Check this out from author (and known troublemaker) Barry Eisler:
Recently, I had the good fortune to be invited by NPR to submit an essay on a favorite thriller of mine. I decided to write about George Orwell’s Nineteen Eighty-Four, which is both an excellent thriller and an increasingly powerful and relevant political warning — a combination readers of my latest novel, Inside Out, will know I find appealing.

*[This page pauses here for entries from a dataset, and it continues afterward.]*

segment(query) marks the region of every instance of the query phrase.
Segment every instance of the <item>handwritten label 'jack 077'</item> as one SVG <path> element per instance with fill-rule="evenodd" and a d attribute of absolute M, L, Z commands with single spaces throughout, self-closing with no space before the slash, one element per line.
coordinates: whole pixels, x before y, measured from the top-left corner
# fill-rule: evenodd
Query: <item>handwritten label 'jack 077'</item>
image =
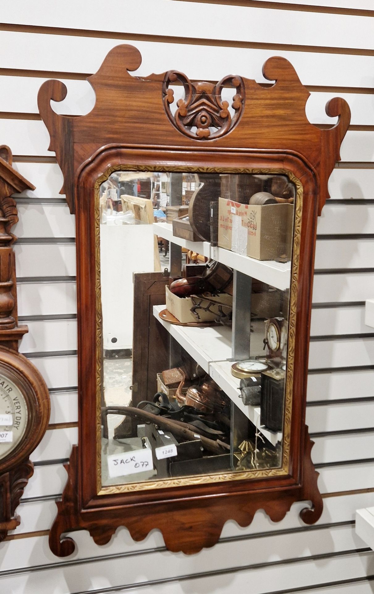
<path fill-rule="evenodd" d="M 8 443 L 13 441 L 12 431 L 0 431 L 0 443 L 8 442 Z"/>
<path fill-rule="evenodd" d="M 7 426 L 13 424 L 13 418 L 11 415 L 0 415 L 0 426 Z"/>
<path fill-rule="evenodd" d="M 171 458 L 172 456 L 177 456 L 177 446 L 175 444 L 170 444 L 170 446 L 160 446 L 155 449 L 156 457 L 158 460 L 162 460 L 163 458 Z"/>
<path fill-rule="evenodd" d="M 107 460 L 111 478 L 152 470 L 154 468 L 152 450 L 147 447 L 132 450 L 124 454 L 112 454 L 108 456 Z"/>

Though I’m of course pleased that NPR decided to run the essay (which you can find here, along with an unrelated radio interview I did with Michelle Norris on All Things Considered), I’m also disappointed that NPR insisted on watering down the essay through successive drafts. The NPR editor I was in touch with, Miriam Krule, found the first three drafts "too political" (my response — that an essay on Nineteen Eighty-Four that’s too political is like an essay about the Bible that’s too much about God — was unpersuasive)...
{snippety doo-dah}
...NPR wasn’t objecting to my argument (Nineteen Eighty-Four’s political warning is relevant today); they were objecting to my evidence (Tom Friedman et al’s mistakes are disposed of as though via a memory hole; NPR and other named organizations are using government-approved Orwellian language). This matters not only because an argument’s persuasiveness depends (at least to a rational audience) on what evidence is offered in support. It matters too because preferences like the ones Ms. Krule expressed tend to reveal an otherwise hidden media ideology...
Many, myself included, now call NPR the 'Nice Polite Republicans'.
So...
How long will it before the CBC becomes the 'Conservative Broadcasting Corporation'?
And...
When will Mr. Harper finally pull the trigger and make Mr. Frum The Younger the Chairman of the Board?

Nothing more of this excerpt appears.